For those of you with non-zoo partners.

gabbigal

Tourist
How do you handle it?

I'm very interested in trying out zoo stuff after years of always just thinking about it. But my partner (of over ten years) would probably leave me if he found out.
 
Its a question of what you're willing to sacrifice. If I have been with someone for years, it might not be worth it to bring it up. If they would leave you for voicing an interest in something very taboo, then maybe they arent the right person, or they are, and your taboo interest isnt worth losing them.

My point is the issue is very simple, Is it worth losing them?

Its just not easy. Its simple, but not easy.

Take some time to reflect about why you're interested in it. Why do you feel the urge? Maybe its a certain aspect of primal instinct. You could get that from your partner, or an animal. There could be a solution that doesnt involve an actual act of beastiality. If its the act of knotting there are toys or special penis sheaths (if your partner is male) that they could wear to simulate a canine penis.

For me personally I learned that being with someone who is also interested in beastiality is a deal breaker for me.
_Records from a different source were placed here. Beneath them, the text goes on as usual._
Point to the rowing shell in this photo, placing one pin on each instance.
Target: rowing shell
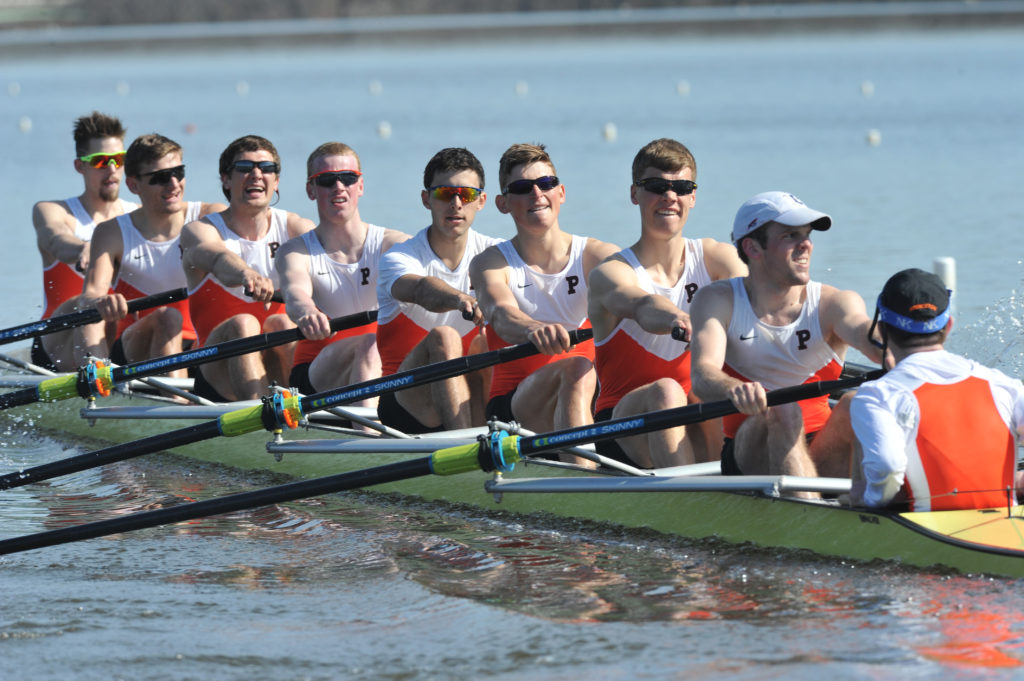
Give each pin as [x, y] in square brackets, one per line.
[684, 501]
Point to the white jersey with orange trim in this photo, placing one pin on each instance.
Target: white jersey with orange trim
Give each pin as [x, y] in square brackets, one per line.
[939, 422]
[401, 326]
[780, 356]
[341, 289]
[148, 267]
[213, 302]
[630, 356]
[60, 281]
[558, 298]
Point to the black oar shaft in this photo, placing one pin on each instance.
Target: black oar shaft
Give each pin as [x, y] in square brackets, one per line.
[111, 455]
[280, 495]
[315, 402]
[426, 374]
[85, 316]
[230, 348]
[680, 416]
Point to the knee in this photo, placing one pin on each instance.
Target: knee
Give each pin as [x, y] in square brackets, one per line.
[666, 393]
[240, 326]
[444, 341]
[787, 418]
[276, 323]
[578, 373]
[168, 320]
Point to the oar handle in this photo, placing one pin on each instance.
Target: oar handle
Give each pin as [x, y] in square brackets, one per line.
[680, 416]
[82, 317]
[230, 348]
[157, 299]
[427, 374]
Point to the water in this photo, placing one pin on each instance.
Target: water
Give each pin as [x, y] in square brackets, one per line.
[369, 588]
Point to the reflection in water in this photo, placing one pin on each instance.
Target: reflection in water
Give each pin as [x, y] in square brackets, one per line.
[788, 607]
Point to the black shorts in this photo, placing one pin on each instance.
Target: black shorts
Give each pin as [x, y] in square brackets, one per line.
[299, 379]
[729, 466]
[394, 415]
[39, 356]
[118, 353]
[610, 448]
[500, 408]
[203, 388]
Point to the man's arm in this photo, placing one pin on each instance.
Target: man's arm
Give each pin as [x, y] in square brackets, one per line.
[203, 251]
[292, 263]
[711, 313]
[55, 235]
[298, 225]
[722, 260]
[107, 250]
[489, 274]
[392, 237]
[613, 294]
[846, 315]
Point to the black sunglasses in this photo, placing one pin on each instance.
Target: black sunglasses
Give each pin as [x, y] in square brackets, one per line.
[265, 167]
[526, 185]
[660, 185]
[329, 178]
[164, 176]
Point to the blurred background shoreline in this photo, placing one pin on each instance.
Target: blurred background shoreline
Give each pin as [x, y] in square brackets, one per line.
[80, 25]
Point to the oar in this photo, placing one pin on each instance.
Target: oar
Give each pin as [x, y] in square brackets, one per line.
[98, 379]
[85, 316]
[670, 418]
[275, 412]
[439, 463]
[496, 453]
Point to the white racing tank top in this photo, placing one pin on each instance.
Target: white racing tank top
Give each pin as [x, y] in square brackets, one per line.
[558, 298]
[776, 356]
[341, 289]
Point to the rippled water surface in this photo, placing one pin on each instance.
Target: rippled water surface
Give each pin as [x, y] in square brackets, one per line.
[365, 587]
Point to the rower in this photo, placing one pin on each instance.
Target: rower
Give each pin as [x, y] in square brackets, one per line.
[228, 262]
[137, 254]
[534, 289]
[332, 271]
[938, 431]
[772, 329]
[428, 312]
[640, 298]
[64, 229]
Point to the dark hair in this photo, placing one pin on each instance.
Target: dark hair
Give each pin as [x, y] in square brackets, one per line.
[246, 143]
[521, 155]
[450, 160]
[666, 155]
[147, 149]
[95, 126]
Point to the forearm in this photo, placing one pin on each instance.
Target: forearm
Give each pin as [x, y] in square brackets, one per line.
[436, 296]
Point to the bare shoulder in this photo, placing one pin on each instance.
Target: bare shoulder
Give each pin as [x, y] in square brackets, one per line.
[298, 224]
[612, 272]
[393, 237]
[596, 251]
[51, 213]
[207, 208]
[722, 260]
[714, 298]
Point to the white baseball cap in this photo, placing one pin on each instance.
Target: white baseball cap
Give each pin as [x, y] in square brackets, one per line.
[778, 207]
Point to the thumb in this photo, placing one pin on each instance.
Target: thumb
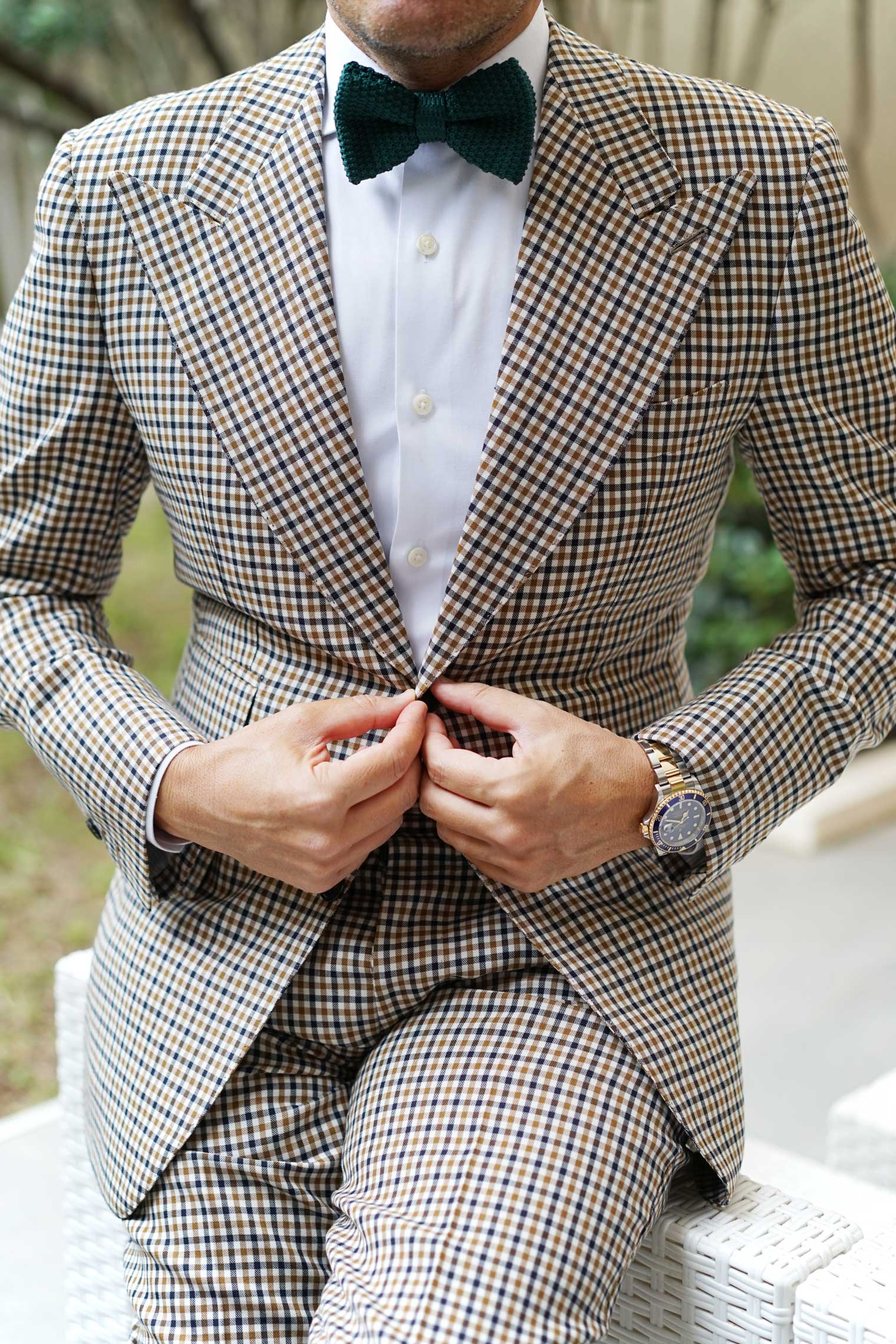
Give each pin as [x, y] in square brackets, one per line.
[350, 717]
Is it a deal breaker for you? Then ask them. Otherwise, find another way to scratch that itch,  with your partner.

Whatever you do, do  not let it just sit. Lack of communication kills relationships. I assume you know that though, ten years of experience and all.
 
You are asking opinions, I'll assume, which means nobody is right or wrong (correct?) but I think that if you are committed for the long haul with your current partner (marriage/whatever) and they aren't a "zoo" ( or into BDSM, Watersports, Cucking/Sharing, roleplay or fill-in-the-blank other fetish) if you are too scared to bring it up, for whatever reason, that small part of you just... dies.